A small market orders copies of a certain magazine for its magazine rack each week. Let \(X=\) demand for the magazine, with pmf \begin{tabular}{c|cccccc} \(x\) & 1 & 2 & 3 & 4 & 5 & 6 \\ \hline\(p(x)\) & \(\frac{1}{15}\) & \(\frac{2}{15}\) & \(\frac{3}{15}\) & \(\frac{4}{15}\) & \(\frac{3}{15}\) & \(\frac{2}{15}\) \end{tabular} Suppose the store owner actually pays \(\$ 2.00\) for each copy of the magazine and the price to customers is \(\$ 4.00\). If magazines left at the end of the week have no salvage value, is it better to order three or four copies of the magazine? [Hint: For both three and four copies ordered, express net revenue as a function of demand \(X\), and then compute the expected revenue.]

Short Answer

Expert verified
Order 4 copies; it increases expected revenue to approximately 5.33 dollars.

Step by step solution

01

Define Net Revenue Function

When ordering 3 copies, the net revenue function can be described as \( R_3(X) \).- If \( X \leq 3 \), then all demand can be met, and revenue equals \( 4X - 2 \times 3 = 4X - 6 \) dollars.- If \( X > 3 \), then revenue equals \( 4 \times 3 - 2 \times 3 = 12 - 6 = 6 \) dollars, since only 3 copies are sold.When ordering 4 copies, the net revenue function can be described as \( R_4(X) \).- If \( X \leq 4 \), then revenue equals \( 4X - 2 \times 4 = 4X - 8 \) dollars.- If \( X > 4 \), then revenue equals \( 4 \times 4 - 2 \times 4 = 16 - 8 = 8 \) dollars.
02

Compute Expected Revenue for 3 Copies

First, calculate \( E[R_3(X)] \):- \( R_3(1) = 4 \times 1 - 6 = -2 \), with probability \( \frac{1}{15} \).- \( R_3(2) = 4 \times 2 - 6 = 2 \), with probability \( \frac{2}{15} \).- \( R_3(3) = 4 \times 3 - 6 = 6 \), with probability \( \frac{3}{15} \).- \( R_3(4) = 6 \), with probability \( \frac{4}{15} \).- \( R_3(5) = 6 \), with probability \( \frac{3}{15} \).- \( R_3(6) = 6 \), with probability \( \frac{2}{15} \).
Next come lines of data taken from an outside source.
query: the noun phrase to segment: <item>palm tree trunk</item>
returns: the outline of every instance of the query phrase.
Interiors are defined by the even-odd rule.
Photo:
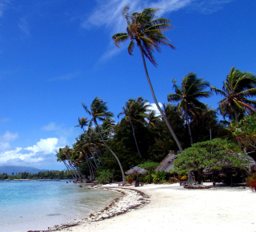
[[[74,175],[72,174],[72,171],[70,171],[70,168],[69,168],[68,165],[66,163],[66,162],[65,162],[64,160],[62,160],[62,162],[64,162],[64,164],[65,164],[65,166],[66,166],[66,170],[67,170],[68,171],[70,171],[70,174],[71,174],[71,175],[72,175],[72,177],[73,177],[74,180],[75,180]]]
[[[86,158],[86,162],[87,162],[87,166],[89,168],[89,172],[90,172],[90,180],[92,180],[93,178],[93,174],[92,174],[92,172],[91,172],[91,170],[90,170],[90,164],[89,164],[89,162],[88,162],[88,158]]]
[[[91,170],[91,172],[92,172],[92,180],[94,180],[95,179],[95,177],[94,177],[94,169],[93,169],[93,164],[92,162],[90,162],[90,160],[89,159],[89,164],[90,166],[90,170]]]
[[[146,72],[146,79],[147,79],[147,82],[148,82],[148,83],[149,83],[149,85],[150,85],[150,90],[151,90],[151,94],[152,94],[152,96],[153,96],[154,103],[155,103],[155,105],[157,106],[159,112],[161,113],[161,115],[162,115],[162,118],[165,120],[165,122],[166,122],[166,125],[167,125],[167,126],[168,126],[168,128],[169,128],[169,130],[170,130],[172,136],[174,137],[174,140],[175,140],[175,142],[176,142],[176,143],[177,143],[177,146],[178,146],[179,150],[180,150],[181,152],[182,152],[182,151],[183,151],[183,149],[182,149],[182,145],[180,144],[180,142],[179,142],[179,141],[178,141],[178,138],[177,138],[177,136],[176,136],[174,130],[171,128],[171,126],[170,126],[170,123],[169,123],[169,122],[168,122],[168,120],[167,120],[166,116],[165,114],[162,112],[162,109],[160,108],[160,106],[159,106],[159,105],[158,105],[158,100],[157,100],[157,98],[156,98],[156,97],[155,97],[155,94],[154,94],[154,89],[153,89],[153,86],[152,86],[152,84],[151,84],[151,82],[150,82],[150,77],[149,77],[149,74],[148,74],[148,71],[147,71],[147,69],[146,69],[146,61],[145,61],[145,57],[144,57],[144,54],[143,54],[142,49],[142,47],[141,47],[140,45],[139,45],[138,46],[139,46],[139,49],[140,49],[140,50],[141,50],[141,54],[142,54],[142,56],[143,65],[144,65],[144,69],[145,69],[145,72]]]
[[[70,161],[69,161],[68,162],[70,163],[70,164],[69,164],[69,167],[70,167],[71,172],[73,172],[73,174],[74,174],[74,181],[77,182],[77,181],[78,180],[78,178],[75,171],[74,170],[74,169],[73,169],[73,167],[72,167],[72,166],[71,166],[71,164],[70,164]]]
[[[105,140],[104,140],[104,138],[103,138],[103,137],[102,137],[102,132],[101,132],[101,130],[100,130],[100,128],[99,128],[98,126],[96,118],[94,118],[94,123],[95,123],[95,125],[96,125],[96,126],[97,126],[97,128],[98,128],[99,135],[101,136],[102,140],[102,142],[103,142],[104,145],[105,145],[106,147],[111,152],[111,154],[114,156],[114,158],[115,158],[116,160],[118,161],[118,165],[119,165],[119,167],[120,167],[120,170],[121,170],[121,173],[122,173],[122,185],[124,186],[124,185],[126,184],[126,176],[125,176],[125,173],[124,173],[124,171],[123,171],[123,170],[122,170],[122,165],[121,165],[121,162],[120,162],[118,158],[117,157],[117,155],[114,153],[114,151],[106,145],[106,142],[105,142]]]
[[[139,149],[138,149],[138,143],[137,143],[137,139],[136,139],[136,137],[135,137],[135,132],[134,132],[134,124],[133,122],[129,119],[130,124],[131,124],[131,128],[133,129],[133,135],[134,135],[134,140],[135,140],[135,144],[136,144],[136,147],[137,147],[137,150],[138,150],[138,154],[139,156],[141,157],[141,158],[142,158],[142,156],[139,151]]]
[[[234,112],[235,122],[238,123],[238,110],[235,109],[235,107],[234,107]]]
[[[95,163],[95,166],[96,166],[96,168],[98,168],[98,164],[97,164],[97,162],[96,162],[96,158],[95,158],[95,156],[94,154],[93,154],[93,152],[91,151],[91,148],[89,146],[89,150],[90,150],[90,153],[91,154],[91,155],[93,156],[94,158],[94,163]]]
[[[185,114],[186,114],[186,124],[187,124],[187,127],[189,129],[189,134],[190,134],[190,143],[191,145],[193,144],[193,138],[192,138],[192,133],[191,133],[191,129],[190,129],[190,120],[189,120],[189,114],[187,111],[187,106],[185,106]]]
Calculate:\[ E[R_3(X)] = \sum (R_3(x) \times p(x)) = -2 \times \frac{1}{15} + 2 \times \frac{2}{15} + 6 \left(\frac{3}{15} + \frac{4}{15} + \frac{3}{15} + \frac{2}{15}\right) = \frac{60}{15} = 4.0 \]
03

Compute Expected Revenue for 4 Copies

Now calculate \( E[R_4(X)] \):- \( R_4(1) = 4 \times 1 - 8 = -4 \), with probability \( \frac{1}{15} \).- \( R_4(2) = 4 \times 2 - 8 = 0 \), with probability \( \frac{2}{15} \).- \( R_4(3) = 4 \times 3 - 8 = 4 \), with probability \( \frac{3}{15} \).- \( R_4(4) = 4 \times 4 - 8 = 8 \), with probability \( \frac{4}{15} \).- \( R_4(5) = 8 \), with probability \( \frac{3}{15} \).- \( R_4(6) = 8 \), with probability \( \frac{2}{15} \). Calculate:\[ E[R_4(X)] = \sum (R_4(x) \times p(x)) = -4 \times \frac{1}{15} + 0 \times \frac{2}{15} + 4 \times \frac{3}{15} + 8 \left(\frac{4}{15} + \frac{3}{15} + \frac{2}{15}\right) = \frac{80}{15} \approx 5.33 \]
04

Compare Expected Revenues

Compare the expected revenues found:- Expected revenue from ordering 3 copies: 4.0 dollars.- Expected revenue from ordering 4 copies: approximately 5.33 dollars.Since \( 5.33 > 4.0 \), the owner earns more if 4 copies are ordered.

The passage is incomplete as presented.